私は鏡の前に立っていた。空のような青色の髪に首元の羽のような形の痣。

完全に人間ではないという事を突き付けられたようで、自分の容姿を見てはため息をついてしまう。


そして、私の中に渦巻くこの感覚。破壊衝動と何かへの敵意。思い当たる原因は黒い霧をこの短期間で何度も自分の体内へと封じ込めた事によるものだ。

やめればいいのに、目の前で悲しむ人がいるのを放っておけない。この世界で私だけが助けることができるのに、それを放っておけるものか。


『本当にありがとうございましたッ!どうお礼をすれば・・・!』


つい昨日助けた女性の付き添いの男性に言われた言葉が脳裏によぎる。結婚指輪をしていた事から、夫婦だったのだろう。

神格化が無ければきっと助けることは出来なかった。


部屋に戻れば、いつものようにライアーがいる。

でもそれも今日までだ。これからしばらく、ライアーとは会えなくなる。


「ライアー、忘れ物は無い?」


「忘れ物、か。由比との日常だな」


そんな言葉をかけてくれるライアーは、先日再び傭兵として飛んでほしいとの要請が来た。

地上では人ならざる者への対策であるAISASとMIASの配備が一通り終わり、私たちの出番は降ろされた。代わりにそんな要請だ。
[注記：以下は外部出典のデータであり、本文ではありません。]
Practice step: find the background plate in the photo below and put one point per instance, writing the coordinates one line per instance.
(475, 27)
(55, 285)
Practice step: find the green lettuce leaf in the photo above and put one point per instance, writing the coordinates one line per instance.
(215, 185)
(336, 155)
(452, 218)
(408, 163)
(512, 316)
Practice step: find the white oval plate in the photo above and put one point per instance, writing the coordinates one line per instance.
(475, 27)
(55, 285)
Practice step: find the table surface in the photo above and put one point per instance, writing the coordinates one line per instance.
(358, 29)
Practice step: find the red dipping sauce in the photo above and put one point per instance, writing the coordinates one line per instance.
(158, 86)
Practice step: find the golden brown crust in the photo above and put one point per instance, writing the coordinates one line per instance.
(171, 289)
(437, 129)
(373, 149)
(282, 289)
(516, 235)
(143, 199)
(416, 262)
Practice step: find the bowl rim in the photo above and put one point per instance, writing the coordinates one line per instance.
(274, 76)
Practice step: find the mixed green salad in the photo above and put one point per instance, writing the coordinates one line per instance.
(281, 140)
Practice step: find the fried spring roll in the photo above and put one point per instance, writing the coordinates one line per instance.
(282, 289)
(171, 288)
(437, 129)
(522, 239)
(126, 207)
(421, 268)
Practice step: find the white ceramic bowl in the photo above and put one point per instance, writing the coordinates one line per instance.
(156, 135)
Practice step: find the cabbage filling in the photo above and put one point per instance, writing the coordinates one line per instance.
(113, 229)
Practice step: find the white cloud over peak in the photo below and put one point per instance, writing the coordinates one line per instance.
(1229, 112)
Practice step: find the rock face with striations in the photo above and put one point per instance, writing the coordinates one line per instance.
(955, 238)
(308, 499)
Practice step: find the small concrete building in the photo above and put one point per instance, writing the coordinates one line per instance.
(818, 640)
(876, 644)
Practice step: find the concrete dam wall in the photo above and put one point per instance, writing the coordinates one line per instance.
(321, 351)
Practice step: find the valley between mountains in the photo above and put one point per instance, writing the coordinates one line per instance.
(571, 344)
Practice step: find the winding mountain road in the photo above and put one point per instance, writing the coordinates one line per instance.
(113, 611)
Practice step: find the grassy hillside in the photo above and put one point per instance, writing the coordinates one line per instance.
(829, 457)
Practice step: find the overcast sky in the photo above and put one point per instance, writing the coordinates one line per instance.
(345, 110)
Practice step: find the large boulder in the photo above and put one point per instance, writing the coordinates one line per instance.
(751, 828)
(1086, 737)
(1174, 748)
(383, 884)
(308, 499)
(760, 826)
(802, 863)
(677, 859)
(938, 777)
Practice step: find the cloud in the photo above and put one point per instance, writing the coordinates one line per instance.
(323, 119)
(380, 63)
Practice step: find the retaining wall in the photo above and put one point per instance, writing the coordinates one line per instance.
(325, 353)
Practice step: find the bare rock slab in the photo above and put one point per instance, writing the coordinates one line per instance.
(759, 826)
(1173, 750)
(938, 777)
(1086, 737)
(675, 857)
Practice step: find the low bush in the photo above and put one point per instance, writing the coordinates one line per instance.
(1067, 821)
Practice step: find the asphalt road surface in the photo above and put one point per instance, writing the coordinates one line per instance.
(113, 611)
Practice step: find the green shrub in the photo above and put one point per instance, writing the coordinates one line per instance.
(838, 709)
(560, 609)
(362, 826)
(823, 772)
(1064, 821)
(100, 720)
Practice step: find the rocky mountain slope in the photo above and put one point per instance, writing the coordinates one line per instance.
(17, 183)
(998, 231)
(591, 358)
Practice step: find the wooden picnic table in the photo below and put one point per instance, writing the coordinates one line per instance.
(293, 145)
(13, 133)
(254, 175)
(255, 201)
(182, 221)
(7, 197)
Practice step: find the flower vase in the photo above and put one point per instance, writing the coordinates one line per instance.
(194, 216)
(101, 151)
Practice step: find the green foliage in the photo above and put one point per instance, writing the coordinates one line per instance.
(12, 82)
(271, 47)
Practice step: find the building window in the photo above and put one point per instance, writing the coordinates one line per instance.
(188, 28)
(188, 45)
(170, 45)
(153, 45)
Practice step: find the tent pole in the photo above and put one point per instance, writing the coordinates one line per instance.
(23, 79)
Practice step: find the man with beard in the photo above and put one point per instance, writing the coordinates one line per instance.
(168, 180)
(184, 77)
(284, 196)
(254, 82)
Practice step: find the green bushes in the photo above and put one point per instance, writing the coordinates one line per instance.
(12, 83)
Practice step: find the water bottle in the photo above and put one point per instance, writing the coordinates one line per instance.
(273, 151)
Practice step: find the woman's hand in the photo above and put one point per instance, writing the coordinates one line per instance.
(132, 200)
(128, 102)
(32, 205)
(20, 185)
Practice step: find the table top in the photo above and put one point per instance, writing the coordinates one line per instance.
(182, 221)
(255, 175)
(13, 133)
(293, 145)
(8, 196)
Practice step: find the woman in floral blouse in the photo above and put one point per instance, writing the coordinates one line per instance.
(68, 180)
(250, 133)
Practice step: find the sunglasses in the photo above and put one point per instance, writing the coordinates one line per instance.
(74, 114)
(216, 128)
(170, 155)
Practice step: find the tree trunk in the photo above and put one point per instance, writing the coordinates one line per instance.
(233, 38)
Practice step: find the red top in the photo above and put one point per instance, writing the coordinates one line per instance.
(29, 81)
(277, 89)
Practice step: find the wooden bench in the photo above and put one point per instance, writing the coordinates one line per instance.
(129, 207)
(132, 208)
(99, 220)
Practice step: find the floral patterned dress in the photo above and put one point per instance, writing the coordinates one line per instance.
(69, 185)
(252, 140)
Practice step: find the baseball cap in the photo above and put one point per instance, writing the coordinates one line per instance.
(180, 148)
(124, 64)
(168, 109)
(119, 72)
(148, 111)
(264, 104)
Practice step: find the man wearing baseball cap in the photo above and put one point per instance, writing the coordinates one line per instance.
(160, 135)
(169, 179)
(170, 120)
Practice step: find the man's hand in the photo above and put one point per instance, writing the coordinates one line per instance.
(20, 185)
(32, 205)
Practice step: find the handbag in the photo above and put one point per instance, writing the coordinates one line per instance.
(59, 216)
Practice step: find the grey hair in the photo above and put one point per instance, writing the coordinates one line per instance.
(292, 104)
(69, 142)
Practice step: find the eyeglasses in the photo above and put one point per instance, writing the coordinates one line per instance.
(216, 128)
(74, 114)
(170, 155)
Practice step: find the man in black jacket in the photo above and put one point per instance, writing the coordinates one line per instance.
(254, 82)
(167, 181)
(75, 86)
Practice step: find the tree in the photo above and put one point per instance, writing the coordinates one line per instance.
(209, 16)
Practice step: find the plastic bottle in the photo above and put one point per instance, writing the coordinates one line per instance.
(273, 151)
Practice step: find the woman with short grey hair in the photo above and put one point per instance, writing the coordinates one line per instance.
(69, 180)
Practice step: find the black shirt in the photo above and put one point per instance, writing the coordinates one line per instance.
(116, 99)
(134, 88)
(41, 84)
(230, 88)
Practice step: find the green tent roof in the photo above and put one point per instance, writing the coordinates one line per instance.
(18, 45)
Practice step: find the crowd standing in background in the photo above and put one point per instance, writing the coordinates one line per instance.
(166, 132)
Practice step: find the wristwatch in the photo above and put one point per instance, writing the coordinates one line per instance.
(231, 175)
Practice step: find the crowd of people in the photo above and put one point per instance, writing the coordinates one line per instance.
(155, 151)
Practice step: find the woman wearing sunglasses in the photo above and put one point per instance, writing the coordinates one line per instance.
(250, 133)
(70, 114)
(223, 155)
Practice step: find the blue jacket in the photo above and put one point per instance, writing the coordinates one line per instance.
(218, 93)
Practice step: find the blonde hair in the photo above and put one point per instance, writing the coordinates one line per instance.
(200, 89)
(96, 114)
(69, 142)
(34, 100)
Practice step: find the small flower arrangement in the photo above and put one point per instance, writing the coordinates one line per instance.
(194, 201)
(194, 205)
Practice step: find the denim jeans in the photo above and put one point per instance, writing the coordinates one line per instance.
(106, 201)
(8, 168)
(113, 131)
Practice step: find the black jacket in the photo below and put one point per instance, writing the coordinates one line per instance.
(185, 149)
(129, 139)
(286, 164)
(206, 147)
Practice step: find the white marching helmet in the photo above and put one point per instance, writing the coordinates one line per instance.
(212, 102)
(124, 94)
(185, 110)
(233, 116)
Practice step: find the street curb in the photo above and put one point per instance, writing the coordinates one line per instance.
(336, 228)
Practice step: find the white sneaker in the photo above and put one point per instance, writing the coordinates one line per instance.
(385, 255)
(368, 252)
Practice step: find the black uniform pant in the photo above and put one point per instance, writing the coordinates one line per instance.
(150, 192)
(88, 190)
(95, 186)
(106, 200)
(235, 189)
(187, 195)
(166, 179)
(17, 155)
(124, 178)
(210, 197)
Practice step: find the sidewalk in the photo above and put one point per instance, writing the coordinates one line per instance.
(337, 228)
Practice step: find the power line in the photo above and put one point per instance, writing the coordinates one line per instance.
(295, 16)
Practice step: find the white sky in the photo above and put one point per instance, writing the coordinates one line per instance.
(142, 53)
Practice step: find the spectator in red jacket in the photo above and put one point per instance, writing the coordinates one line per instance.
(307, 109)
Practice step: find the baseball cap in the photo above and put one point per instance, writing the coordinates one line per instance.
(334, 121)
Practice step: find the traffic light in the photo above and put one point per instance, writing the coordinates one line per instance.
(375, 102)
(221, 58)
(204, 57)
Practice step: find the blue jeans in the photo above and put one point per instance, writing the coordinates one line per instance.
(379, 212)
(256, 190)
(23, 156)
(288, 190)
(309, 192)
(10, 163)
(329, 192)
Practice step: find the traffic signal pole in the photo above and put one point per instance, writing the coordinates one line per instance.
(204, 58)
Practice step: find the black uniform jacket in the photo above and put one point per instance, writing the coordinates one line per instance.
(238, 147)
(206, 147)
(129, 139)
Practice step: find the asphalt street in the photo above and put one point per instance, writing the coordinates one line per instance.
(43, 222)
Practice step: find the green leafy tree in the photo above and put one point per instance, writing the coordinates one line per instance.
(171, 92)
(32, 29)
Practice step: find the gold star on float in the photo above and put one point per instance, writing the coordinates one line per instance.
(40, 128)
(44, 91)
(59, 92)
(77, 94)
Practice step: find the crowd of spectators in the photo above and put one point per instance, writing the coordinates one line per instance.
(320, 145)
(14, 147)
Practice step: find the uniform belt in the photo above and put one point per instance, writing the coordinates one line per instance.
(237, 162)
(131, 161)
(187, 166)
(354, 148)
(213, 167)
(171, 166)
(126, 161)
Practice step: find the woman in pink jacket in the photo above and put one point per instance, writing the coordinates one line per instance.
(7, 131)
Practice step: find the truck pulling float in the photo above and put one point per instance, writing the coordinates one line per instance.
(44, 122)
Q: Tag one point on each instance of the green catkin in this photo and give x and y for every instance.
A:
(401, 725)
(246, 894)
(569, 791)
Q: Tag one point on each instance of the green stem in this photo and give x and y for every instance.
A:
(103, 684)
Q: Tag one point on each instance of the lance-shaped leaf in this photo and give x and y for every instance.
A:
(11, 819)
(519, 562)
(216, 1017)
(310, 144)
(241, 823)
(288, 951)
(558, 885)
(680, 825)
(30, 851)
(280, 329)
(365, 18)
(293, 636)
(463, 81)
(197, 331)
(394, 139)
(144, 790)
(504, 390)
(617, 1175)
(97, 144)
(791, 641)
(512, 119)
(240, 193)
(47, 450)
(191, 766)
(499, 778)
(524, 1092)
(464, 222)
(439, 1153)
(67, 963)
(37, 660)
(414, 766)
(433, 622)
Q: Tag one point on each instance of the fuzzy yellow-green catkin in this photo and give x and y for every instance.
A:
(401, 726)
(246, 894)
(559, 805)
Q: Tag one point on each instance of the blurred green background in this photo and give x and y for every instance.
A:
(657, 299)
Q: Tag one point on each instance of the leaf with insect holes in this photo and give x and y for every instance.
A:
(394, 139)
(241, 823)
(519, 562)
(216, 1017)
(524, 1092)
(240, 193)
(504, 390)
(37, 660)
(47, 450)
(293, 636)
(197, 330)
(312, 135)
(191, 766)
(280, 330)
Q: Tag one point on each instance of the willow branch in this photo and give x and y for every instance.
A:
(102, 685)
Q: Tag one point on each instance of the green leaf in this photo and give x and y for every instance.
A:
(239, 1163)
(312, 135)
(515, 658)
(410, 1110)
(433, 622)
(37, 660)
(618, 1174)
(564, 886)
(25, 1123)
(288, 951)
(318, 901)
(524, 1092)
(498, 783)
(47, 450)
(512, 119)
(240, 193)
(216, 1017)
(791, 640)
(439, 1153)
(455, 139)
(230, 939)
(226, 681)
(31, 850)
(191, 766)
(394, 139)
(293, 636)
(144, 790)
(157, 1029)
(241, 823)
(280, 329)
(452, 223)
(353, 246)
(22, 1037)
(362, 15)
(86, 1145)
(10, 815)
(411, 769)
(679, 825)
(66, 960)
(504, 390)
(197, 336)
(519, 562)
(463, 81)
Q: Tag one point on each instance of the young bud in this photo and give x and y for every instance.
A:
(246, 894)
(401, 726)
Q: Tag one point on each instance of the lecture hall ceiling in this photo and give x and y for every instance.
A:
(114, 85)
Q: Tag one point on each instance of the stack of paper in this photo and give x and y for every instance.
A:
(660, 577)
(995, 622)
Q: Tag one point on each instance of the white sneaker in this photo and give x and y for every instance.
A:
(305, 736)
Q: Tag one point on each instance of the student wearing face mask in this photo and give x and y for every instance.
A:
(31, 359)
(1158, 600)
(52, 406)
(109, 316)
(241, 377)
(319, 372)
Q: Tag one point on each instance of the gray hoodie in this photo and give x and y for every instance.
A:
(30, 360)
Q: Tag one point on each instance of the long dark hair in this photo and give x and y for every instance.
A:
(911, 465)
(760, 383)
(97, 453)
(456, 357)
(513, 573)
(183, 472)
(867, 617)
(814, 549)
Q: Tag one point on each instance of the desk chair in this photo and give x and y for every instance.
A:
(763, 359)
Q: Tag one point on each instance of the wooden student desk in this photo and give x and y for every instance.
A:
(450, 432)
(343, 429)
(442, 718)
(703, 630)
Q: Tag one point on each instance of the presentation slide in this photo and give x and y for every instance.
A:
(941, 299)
出発は今日の夜。どこへ行くのかと言えば、ハワイ島の空軍基地。かつて私が立ち寄った事のある場所。


「しばらくは戻ってこれないかもしれない。けど、必ず生きて帰る」


「信じて待ってるよ」


ライアーなら必ず生きて帰ってくる。なぜかと言えば、最高で最強の傭兵パイロットだと知っているから。

私の無茶な飛び方にも常に必ずぴったりと付いてきたライアーなら必ず。

寂しいし心配だし不安もある。けど、私は妻として夫の言葉を信じるしかない。




お昼を過ぎて、私は歌の配信を始めた。オリジナル曲や、最近覚えたばかりの曲。

色々な人に聞いてもらって、暗雲立ち込めるこの世界で少しでも希望が持てるような選曲をする。

登録者数は相変わらず16万人を突破しない。それでも私は歌い続ける。整備士さんたちの心の支えとなる為に。


「それでは、次。リリー・マルレーンを歌います」


隣で静かに私の配信を見守るライアーへ向けて、歌を歌う。

少しだけ歌詞を変えて。


『再びまた歩こう。あの門の下を』




配信が終わり静寂の最中、私はライアーの横へ座った。まだ昼間ではあるけど、それでも私はライアーを求めた。

ライアーを信じてはいる。でももし帰ってこなかったら?そんな不安がよぎってしまう。

それは20年前のあの日、目の前で長倉さんが散っていくのを目撃してしまったから。

長倉さんだけじゃない。帰ってこなかった人たちを見てきたからだ。



まだまだ冬だというのに、とても熱い。これまで保ってきた一線を越えて、私とライアーは互いを求めている。

後から思い出した時は顔から火が出そうなくらいになる事は間違いない。それでも私は。


ただただライアーの事が好きだ。この世界で一番に思っている。きっとライアーも同じだ。

最高の戦闘機乗りであり、最高の相棒であり、最高の旦那だ。





夜を迎えて、私は駅の前でライアーに今日最後の口付を交わした。

周りの人々は私たちを見ている。でもどうしてか恥ずかしくはない。見せつけるようにして、数十秒の時間が流れていく。


「次に帰ってくる時には勲章をたくさんプレゼントするよ」


「うん。待ってる」


「ありがとう、由比」


ライアーは最後に私へ一言残し、駅のホームへと歩いていく。


またな、と。

それを聞いて、私は思わず駆け出してライアーへ抱き着いた。


「どうした?」


「ライアー」


私も同じように、ライアーへと言葉をかける。


「またね」


「ああ」


再び二人で過ごす日々を取り戻すために、私も力を尽くそう。